As recently as last week, the strangled and battered body of a 27-year-old university student named Pinar Gultekin was found by the police, buried in a bin encased in concrete. A wave of protests followed with women taking to the streets, chanting “we want to live” and “end femicides,” and to social media, where the famous campaign calling for women to post black and white images of themselves in protest against Pinar Gultekin’s murder enjoined women in large numbers, across the world. Turkey’s move to withdraw from the Istanbul Convention has witnessed a mobilization of women across all lines to come together in protest.
However, even as President Erdogan condemned Gultekin’s murder, there has not been any active effort on his part to address Femicide or to call for a firmer commitment under the Istanbul Convention. Instead, though, his party has been openly calling Turkey’s engagement under the Convention in question. AKP’s Deputy Leader Numan Kurtulmus went on record in a television interview to say that signing the Istanbul Convention was wrong, because there are “two critical issues in the text of this convention that we should draw attention to that we can never accept. One of them is gender rights; the other is sexual orientation rights.” This view has the support of Turkey’s religious conservative media, which believes that the Convention has undermined the social institution of the family. Ironically, however, the AKP was the ruling party at the time of signing and ratifying the Istanbul Convention, and even passed sweeping laws to protect women.
Understanding the Istanbul Convention
The “Council of Europe Convention on Preventing and Combating Violence against Women and Domestic Violence, or the Istanbul Convention opened for signatures on May 11, 2011. The Convention is the first ever document presenting legally binding guidelines that establishes “a comprehensive legal framework and approach to combat violence against women.” It is also dedicated to preventing domestic violence, protecting victims, and prosecuting accused offenders, and declares violence against women as a violation of human rights and as a form of discrimination. It calls for member states to punish offences such as psychological violence, stalking, physical violence, and sexual violence (including rape), all non-consensual acts of a sexual nature with a person, forced marriage, female genital mutilation, forced abortion, and forced sterilisation, honour crimes as well as sexual harassment.

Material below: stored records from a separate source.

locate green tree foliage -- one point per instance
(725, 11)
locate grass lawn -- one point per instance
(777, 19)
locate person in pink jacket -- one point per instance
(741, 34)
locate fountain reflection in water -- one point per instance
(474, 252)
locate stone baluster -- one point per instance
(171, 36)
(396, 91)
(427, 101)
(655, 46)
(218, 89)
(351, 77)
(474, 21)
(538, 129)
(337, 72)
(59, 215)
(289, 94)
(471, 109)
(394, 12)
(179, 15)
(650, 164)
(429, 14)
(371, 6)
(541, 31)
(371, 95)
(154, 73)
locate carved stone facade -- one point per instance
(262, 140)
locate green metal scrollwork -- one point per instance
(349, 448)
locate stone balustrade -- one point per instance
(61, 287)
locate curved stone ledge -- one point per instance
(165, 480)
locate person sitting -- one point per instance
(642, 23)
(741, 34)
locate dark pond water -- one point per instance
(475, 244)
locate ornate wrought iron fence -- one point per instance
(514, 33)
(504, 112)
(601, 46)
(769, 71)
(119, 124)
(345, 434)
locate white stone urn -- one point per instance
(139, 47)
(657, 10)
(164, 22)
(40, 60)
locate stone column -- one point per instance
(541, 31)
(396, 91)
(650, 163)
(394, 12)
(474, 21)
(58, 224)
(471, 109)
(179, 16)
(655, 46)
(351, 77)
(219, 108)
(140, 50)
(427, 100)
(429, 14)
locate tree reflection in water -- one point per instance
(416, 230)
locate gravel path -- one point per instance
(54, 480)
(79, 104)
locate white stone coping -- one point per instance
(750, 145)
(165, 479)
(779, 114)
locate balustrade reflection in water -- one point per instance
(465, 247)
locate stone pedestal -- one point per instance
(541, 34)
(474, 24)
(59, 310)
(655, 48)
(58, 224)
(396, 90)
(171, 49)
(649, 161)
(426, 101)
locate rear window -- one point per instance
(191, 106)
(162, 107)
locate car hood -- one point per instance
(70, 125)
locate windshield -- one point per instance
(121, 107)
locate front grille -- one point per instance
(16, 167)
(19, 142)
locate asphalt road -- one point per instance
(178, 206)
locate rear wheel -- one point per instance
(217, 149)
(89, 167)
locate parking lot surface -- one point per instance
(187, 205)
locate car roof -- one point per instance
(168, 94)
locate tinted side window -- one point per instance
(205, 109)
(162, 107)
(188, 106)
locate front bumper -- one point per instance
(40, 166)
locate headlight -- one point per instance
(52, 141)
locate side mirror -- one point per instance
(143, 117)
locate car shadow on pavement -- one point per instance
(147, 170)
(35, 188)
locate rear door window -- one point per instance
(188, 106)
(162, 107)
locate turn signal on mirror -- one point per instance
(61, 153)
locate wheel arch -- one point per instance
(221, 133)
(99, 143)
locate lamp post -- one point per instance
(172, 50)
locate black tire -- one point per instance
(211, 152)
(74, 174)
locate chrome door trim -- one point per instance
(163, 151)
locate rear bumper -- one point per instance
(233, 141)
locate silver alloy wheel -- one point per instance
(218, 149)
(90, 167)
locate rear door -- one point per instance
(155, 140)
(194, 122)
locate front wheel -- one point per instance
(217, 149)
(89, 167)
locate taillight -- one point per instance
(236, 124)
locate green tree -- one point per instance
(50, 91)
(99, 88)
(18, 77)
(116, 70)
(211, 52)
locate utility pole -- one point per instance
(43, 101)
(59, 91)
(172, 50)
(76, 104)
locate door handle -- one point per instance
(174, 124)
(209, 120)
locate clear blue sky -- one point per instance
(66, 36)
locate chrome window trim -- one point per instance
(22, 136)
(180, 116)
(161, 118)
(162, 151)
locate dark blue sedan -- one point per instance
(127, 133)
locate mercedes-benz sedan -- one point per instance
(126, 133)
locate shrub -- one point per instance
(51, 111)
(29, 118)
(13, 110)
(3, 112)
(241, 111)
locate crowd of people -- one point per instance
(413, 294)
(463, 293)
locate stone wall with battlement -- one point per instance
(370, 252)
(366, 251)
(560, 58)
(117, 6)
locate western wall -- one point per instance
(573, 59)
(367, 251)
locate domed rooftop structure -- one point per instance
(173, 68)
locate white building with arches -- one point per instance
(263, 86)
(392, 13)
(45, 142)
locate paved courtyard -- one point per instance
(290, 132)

The Convention defines the term “gender” as “the socially constructed roles, behaviours, activities, and attributes that a given society considers appropriate for women and men,” and does not include explicit mentions of non-binary gender identities. States are, however, called upon to avoid any and all discrimination based on someone’s gender or sexual identity. The convention is also intersectional in that discrimination on the basis of race, colour, language, religion, political or other opinions, national or social origin, association with a national minority, property, birth, age, state of health, disability, marital status, migrant or refugee status is not permitted.
Withdrawal: A dangerous trend
While some may argue that the trend of patriarchy and misogyny has long pre-dated the Istanbul Convention, the fact that it was adopted roughly a decade ago represented that the winds of change had arrived. In the time it took for states to adopt and ratify the convention, changes were evident on ground. For example, the Parliamentary Assembly of the European Council (PACE) has noted that a more dedicated sense of commitment to the protection of women’s rights has emerged in the form of robust legislative and policy standards in the national laws of several countries. In some countries, legislative measures that specifically protect women’s rights have emerged. The advocacy around the convention has also culminated in the education of victims and survivors on their rights.
In the wordsof Turkish lawyer and human rights activist Eren Keskin, “The Convention is virtually a constitution for women. While it holds Turkey responsible to carry out many duties to prevent violence, at the same time it clearly underlines the fact that concepts such as custom, tradition, or honour cannot be considered as a justification for any act of violence. I should also mention Law No. 6284 which prescribes measures to protect women against violence. Under Article 90 of the Turkish Constitution, international agreements such as the Convention are superior to domestic law.”
It goes without saying that withdrawal from a progressive piece of legislation and the measures adopted to further its implementation is a regressive step: one that strengthens the structural violence and discrimination against women, and signals the encouragement of a culture of impunity that allows for violence to continue, unabashed. Coupled with the rising number of femicides, withdrawing from the convention simply means walking away from acting on a commitment to protect women’s rights: a dangerous trend that only points in the direction of a frightening future.